Thursday, June 05, 2008

GONE BUT NEVER FORGOTTEN






Major Scott Hagerty
September 1, 1966 - June 3, 2008
Beloved father, husband and soldier
We will miss you always...


I know that I haven't been on here to post much in the last few years. No real excuse I guess. But this post is one that I had never hope or desired to make. On June 3, 2008, my daughter was informed by the Department of the ARMY that my son-in-law had been killed in Afghanistan by a roadside bomb (IED). Maj Scott Hagerty, (my son-in-law) was on a mission of goodwill in the Paktia Province in the northern part of Afghanistan with his team. His missions centered around assisting the surrounding villages, and helping to improve their living conditions. They would go from village to village and meet with the local leaders and discuss the needs of that area, such as wells for drinking water, roads conditions when necessary, and life in general.

This was Scott's third tour in the region. He served his first tour in Iraq shortly after taking Saddam out of commission. He was there when Saddam was captured and his intelligence team played a major part in his capture. From there he served in the Horn of Africa, this time in the role of a civil officer. Here his team went around helping the villages in the area improve their living conditions, as well as making a local orphanage one of their major assistance projects.
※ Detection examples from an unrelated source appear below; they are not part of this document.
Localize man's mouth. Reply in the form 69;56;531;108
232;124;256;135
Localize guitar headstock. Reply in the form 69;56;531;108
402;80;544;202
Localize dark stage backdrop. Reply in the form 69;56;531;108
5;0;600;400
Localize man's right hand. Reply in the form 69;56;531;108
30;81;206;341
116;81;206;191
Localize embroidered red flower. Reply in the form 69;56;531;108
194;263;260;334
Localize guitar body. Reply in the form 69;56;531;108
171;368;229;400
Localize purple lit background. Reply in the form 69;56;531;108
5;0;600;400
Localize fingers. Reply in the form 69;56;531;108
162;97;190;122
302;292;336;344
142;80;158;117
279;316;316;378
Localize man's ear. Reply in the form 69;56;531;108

Scott dedicated his life to the military. Although he was in the Army Reserves, he spent the better part of the last five years on active duty. Scott earned his rank the hard way. He started his service in the lower ranks and worked his way up to Sgt. From here he went to OTC and received the rank of lieutenant. From that point on he strove to be the best officer he could possibly be. He was well respected in every aspect. By those that served under him, those he worked directly with in the upper ranks and most of all by his family and friends. Scott was promoted to the rank of Captain shortly before he went to Iraq for his first tour and was promoted to his present rank of Major shortly before his deployment to Afghanistan. Scott never waited to be called up to active duty. He felt it was his duty as a soldier to volunteer, and that is what he did three different times.

Scott's main goal was to make life better for everyone he came into contact with. Both as a civilian and as an officer in the Army. Scott always placed the good of his men before himself and was always there to give support to those in need. Scott leaves behind a loving wife Daphne of twelve and a half years and two wonderful boys, Jonathan 10 years old, and Samuel 20 months old. The void in our lives will never be filled. His smile, laugh, and mere presence seemed to light up the room whenever he came in. There aren't enough words to describe the loss that we feel and the anguish that my daughter is going through. Although she is showing resentment toward the person that changed his orders at the last minute sending him to Afghanistan, she knows that this is what Scott wanted to do, and nothing could have kept him from it. The scares will probably never heal completely, his absence always felt, but his memory will last forever and the joy that he brought into so many lives will never fade. Please pray for our family and Scott's parents as we go through this very traumatic time.

Our family would also like to ask that you remember Pfc Derek Holland's family in this time of mourning. Derek was one of the soldiers under Scott's command at the time of the IED explosion, and who also gave his all. Please remember him and his family in your prayers.